Les organisateurs du FFCF ont le chic pour ouvrir la manifestation avec un film punchy. L’année dernière, c’était le coup de poing Breathless qui lançait le festival. Cette année, si c’est un blockbuster qui fait l’ouverture, il n’en s’agit pas moins d’une œuvre sombre et violente. Car le fameux Man from Nowhere du titre n’est pas un simple prêteur sur gages, on s’en rend très vite compte. L’homme a à l’évidence un passé qui va lui permettre de faire trembler tous les truands qui vont se mettre sur son chemin. Imaginez Steven Seagal dans Piège en haute mer, le cuistot invincible qui met à genou tout un bateau de terroristes. Eh bien, toutes proportions gardées, il y a de ça dans The man from nowhere. D’où une certaine jubilation, car lorsque la maitrise est au rendez-vous, un superman qui n’a l’air de rien faisant plier des méchants peut faire plaisir à voir, et c’est souvent le cas ici. Et le garçon ne fait pas les choses à moitié face aux trafiquants de drogue et d’organes.
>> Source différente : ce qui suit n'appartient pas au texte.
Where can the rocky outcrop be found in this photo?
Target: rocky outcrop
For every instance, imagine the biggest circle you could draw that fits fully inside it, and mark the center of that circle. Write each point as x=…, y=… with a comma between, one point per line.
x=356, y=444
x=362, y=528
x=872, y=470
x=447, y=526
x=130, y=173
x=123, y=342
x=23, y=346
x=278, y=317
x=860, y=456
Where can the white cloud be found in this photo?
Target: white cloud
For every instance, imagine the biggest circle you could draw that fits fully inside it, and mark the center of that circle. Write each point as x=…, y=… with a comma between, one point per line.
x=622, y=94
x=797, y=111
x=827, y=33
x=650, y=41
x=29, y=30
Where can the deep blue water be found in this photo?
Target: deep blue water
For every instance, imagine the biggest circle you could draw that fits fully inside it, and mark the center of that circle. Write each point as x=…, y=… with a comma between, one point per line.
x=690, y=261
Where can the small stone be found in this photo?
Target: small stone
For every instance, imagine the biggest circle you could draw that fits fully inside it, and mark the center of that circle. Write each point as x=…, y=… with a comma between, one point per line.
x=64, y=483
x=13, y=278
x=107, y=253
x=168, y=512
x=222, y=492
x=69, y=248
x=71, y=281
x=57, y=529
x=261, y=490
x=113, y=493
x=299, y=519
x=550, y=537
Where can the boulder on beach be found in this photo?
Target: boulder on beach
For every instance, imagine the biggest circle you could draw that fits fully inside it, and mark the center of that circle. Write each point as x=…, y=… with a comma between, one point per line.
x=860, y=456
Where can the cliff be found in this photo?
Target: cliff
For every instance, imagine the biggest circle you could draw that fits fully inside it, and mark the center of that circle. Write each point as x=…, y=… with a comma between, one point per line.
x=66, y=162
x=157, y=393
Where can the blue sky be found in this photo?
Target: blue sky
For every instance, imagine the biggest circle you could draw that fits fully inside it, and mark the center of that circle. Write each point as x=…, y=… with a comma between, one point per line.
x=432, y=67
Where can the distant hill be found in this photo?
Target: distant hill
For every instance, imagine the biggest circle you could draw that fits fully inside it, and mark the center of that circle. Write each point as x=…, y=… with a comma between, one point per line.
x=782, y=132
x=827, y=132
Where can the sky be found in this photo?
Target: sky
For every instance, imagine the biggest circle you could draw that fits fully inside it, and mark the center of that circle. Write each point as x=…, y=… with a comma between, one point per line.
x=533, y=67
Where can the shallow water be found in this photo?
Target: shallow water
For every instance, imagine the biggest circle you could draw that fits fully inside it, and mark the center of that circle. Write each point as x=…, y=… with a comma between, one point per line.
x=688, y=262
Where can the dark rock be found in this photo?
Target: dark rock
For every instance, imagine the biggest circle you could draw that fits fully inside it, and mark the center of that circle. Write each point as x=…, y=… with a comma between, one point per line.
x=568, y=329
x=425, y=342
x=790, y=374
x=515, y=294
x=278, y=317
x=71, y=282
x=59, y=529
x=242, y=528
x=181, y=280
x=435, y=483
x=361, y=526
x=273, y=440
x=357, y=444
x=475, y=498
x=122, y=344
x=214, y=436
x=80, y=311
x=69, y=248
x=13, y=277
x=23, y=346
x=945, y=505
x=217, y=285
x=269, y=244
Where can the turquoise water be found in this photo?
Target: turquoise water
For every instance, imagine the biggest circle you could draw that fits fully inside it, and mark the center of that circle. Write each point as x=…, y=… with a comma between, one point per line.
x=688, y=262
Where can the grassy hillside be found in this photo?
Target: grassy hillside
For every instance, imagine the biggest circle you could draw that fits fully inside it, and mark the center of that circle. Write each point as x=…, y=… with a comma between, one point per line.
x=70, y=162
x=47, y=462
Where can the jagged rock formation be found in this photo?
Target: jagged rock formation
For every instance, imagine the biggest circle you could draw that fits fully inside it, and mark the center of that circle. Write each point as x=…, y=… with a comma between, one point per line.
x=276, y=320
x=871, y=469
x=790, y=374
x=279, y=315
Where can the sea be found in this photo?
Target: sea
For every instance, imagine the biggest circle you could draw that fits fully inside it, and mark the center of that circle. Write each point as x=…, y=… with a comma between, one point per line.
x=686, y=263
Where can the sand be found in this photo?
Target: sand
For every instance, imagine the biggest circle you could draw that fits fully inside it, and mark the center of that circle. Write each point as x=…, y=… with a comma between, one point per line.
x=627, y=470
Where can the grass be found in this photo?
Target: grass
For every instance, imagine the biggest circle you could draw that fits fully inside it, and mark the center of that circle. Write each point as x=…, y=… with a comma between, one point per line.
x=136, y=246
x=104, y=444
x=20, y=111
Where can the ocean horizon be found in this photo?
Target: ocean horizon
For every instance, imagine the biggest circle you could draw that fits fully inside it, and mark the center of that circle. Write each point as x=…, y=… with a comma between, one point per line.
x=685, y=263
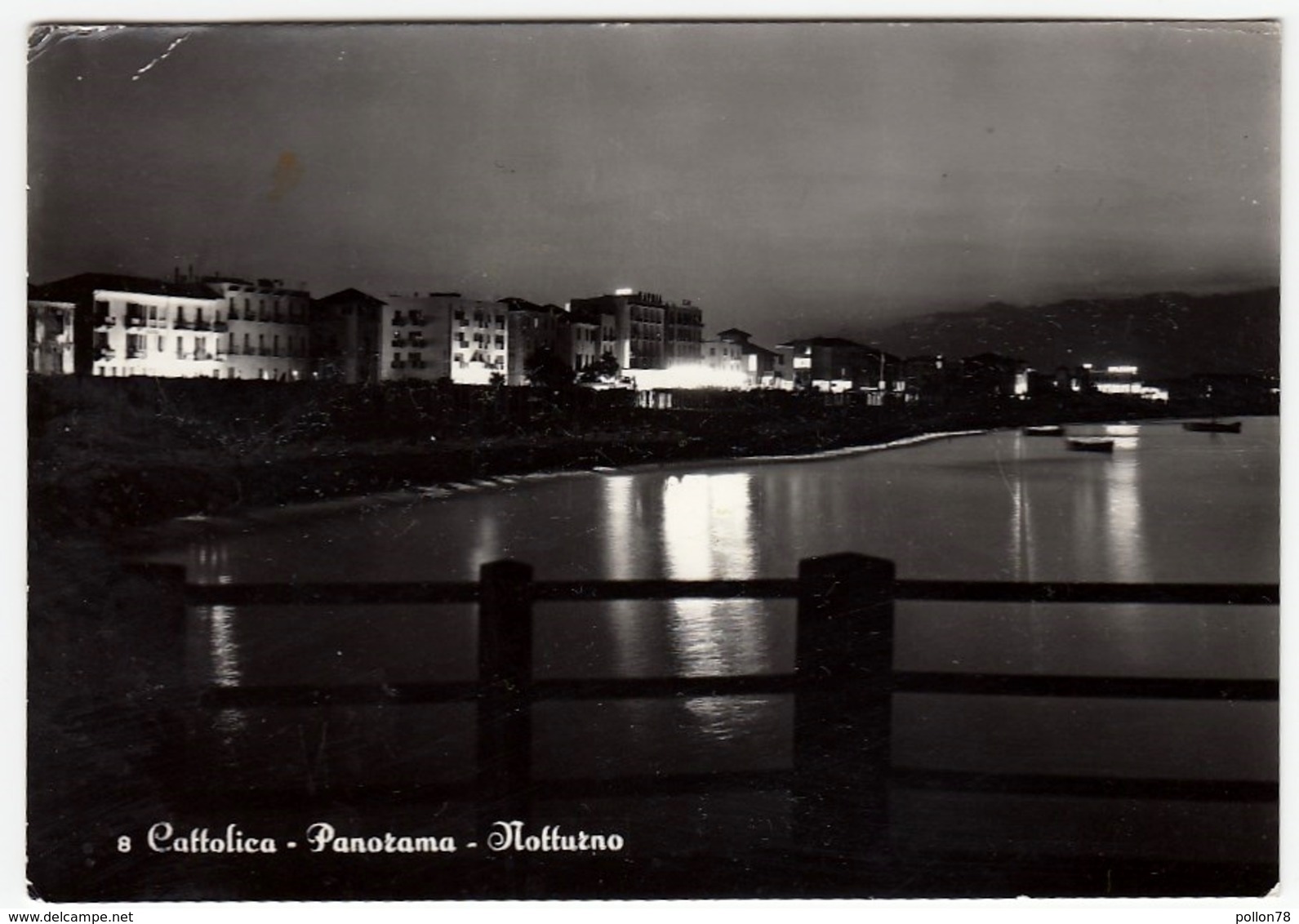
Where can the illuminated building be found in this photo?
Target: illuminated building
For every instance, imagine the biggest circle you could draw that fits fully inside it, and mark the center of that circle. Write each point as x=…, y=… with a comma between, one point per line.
x=991, y=374
x=125, y=326
x=763, y=367
x=266, y=334
x=439, y=335
x=642, y=330
x=838, y=365
x=50, y=336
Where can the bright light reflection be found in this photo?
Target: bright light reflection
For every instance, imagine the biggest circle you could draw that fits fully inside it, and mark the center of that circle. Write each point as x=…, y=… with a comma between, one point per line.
x=222, y=646
x=708, y=532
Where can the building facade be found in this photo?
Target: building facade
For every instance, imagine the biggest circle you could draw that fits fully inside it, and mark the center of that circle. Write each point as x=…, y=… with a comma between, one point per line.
x=125, y=326
x=50, y=336
x=838, y=365
x=763, y=367
x=439, y=335
x=266, y=334
x=644, y=331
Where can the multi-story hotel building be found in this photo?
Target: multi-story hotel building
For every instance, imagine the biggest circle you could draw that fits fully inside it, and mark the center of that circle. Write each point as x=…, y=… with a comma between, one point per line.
x=441, y=335
x=136, y=326
x=642, y=330
x=50, y=336
x=226, y=329
x=266, y=334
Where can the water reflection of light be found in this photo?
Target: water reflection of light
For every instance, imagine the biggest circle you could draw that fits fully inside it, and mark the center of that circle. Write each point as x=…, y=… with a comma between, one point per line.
x=222, y=646
x=708, y=532
x=225, y=669
x=487, y=539
x=620, y=550
x=1020, y=541
x=1124, y=435
x=1124, y=527
x=707, y=526
x=208, y=560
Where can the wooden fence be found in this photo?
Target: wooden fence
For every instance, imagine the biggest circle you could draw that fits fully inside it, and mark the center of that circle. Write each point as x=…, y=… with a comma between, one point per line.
x=843, y=666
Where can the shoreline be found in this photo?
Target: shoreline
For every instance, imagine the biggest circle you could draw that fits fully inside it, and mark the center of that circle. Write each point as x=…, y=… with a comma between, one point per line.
x=239, y=519
x=156, y=536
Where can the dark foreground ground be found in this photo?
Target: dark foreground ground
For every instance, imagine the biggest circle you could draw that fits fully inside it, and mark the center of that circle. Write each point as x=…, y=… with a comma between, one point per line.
x=108, y=730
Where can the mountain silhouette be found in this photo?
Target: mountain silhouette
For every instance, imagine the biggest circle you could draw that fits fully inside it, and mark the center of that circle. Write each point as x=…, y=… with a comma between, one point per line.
x=1165, y=334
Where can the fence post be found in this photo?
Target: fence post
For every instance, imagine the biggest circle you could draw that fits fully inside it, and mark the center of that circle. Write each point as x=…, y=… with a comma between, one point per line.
x=843, y=726
x=505, y=673
x=152, y=607
x=844, y=615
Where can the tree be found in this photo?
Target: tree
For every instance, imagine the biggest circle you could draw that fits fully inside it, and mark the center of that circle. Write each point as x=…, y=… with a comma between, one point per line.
x=545, y=369
x=606, y=369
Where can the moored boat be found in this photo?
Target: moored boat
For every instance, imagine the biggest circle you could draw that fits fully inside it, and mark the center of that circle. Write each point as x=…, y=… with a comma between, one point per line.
x=1090, y=446
x=1212, y=426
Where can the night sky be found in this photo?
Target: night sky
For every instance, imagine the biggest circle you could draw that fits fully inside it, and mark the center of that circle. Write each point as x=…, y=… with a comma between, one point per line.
x=793, y=180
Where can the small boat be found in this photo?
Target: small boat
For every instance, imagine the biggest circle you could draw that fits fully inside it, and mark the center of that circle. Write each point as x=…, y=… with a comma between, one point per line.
x=1090, y=446
x=1212, y=427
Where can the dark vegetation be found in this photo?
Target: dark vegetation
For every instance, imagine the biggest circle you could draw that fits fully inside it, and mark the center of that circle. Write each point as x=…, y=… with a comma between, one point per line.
x=111, y=457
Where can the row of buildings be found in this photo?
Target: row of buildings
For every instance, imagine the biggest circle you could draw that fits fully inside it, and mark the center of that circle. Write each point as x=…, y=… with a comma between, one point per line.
x=237, y=329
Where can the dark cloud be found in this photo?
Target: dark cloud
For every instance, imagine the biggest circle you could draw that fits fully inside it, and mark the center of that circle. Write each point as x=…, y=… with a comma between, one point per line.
x=793, y=178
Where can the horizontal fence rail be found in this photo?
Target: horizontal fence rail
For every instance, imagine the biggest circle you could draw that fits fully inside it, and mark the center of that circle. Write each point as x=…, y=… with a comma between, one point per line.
x=771, y=589
x=843, y=666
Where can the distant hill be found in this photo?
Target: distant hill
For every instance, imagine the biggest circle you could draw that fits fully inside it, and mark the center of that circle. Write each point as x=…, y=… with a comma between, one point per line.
x=1165, y=334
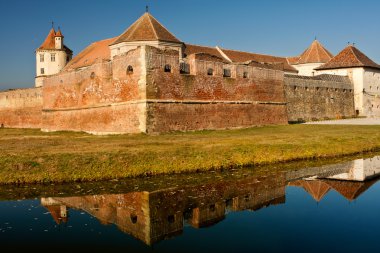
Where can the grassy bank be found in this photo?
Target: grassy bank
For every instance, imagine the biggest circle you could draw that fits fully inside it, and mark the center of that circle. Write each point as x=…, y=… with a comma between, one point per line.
x=28, y=156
Le fait que l’on soit dans un film coréen et non hollywoodien apporte quelques charmes de plus. Notamment cette propension à tisser des personnages dans l’excès total. Pas notre homme bien sûr, mais ceux qui se mettent en travers de sa route, qui confèrent parfois au grand-guignolesque pour notre plus grand plaisir. Le film a des travers, tout de même. Non les filles, je ne dirai pas du mal de Won Bin, l’idole des coréennes (« Pas que !! » me diraient certaines amies j’en suis sûr), qui se révèle convaincant sous les traits du protagoniste et fait le grand écart après son excellente interprétation du fils suspect dans le Mother de Bong Joon Ho.
Non, les limites de The man from nowhere se situent ailleurs. Dans les facilités scénaristiques dans lesquelles il tombe parfois, dans la lisibilité un peu trop évidente de l’intrigue qui rend le film tout à fait prévisible (j’ai beau chercher un ressort narratif qui m’a surpris, je ne vois pas). Dans le larmoyant que le réalisateur Lee Jeong-Beom ne parvient pas à éviter, tout du moins à atténuer. Oui, si le film est une quête, un suspense dans les milieux malfamés de Seoul, il reste malgré sa noirceur et sa violence dans le registre du divertissement. Il manque au film l’ambigüité, certainement, pour s’ériger au-delà du carcan du divertissement. Il y avait peut-être également un pan du scénario à développer à travers le personnage de l’homme de main vietnamien du bad guy en chef, un personnage malheureusement sous-exploité qui aurait pu donner lieu à une lutte quasi fratricide à la manière des polars HK. Mais je préfère mille fois voir un film coréen comme The Man from nowhere, affichant mal son ambition scénaristiquement mais efficace dans la catégorie dans laquelle il joue, plutôt qu’un No Mercy dont les talents associés n’ont à l’évidence pas la carrure de l’ambition qu’ils voudraient avoir.
La lumière rallumée, il était évident que le film d’ouverture avait plu. De l’action, du frisson, des sentiments, et un Won Bin comblant probablement les attentes des spectatrices qui attendaient de le voir sur grand écran. L’année dernière, le Festival Franco-Coréen du Film avait dégainé son meilleur film dès l’ouverture. Cette année, le premier film a fait son effet tout en promettant que finalement, le meilleur est certainement à venir. Et c’est très bien ainsi.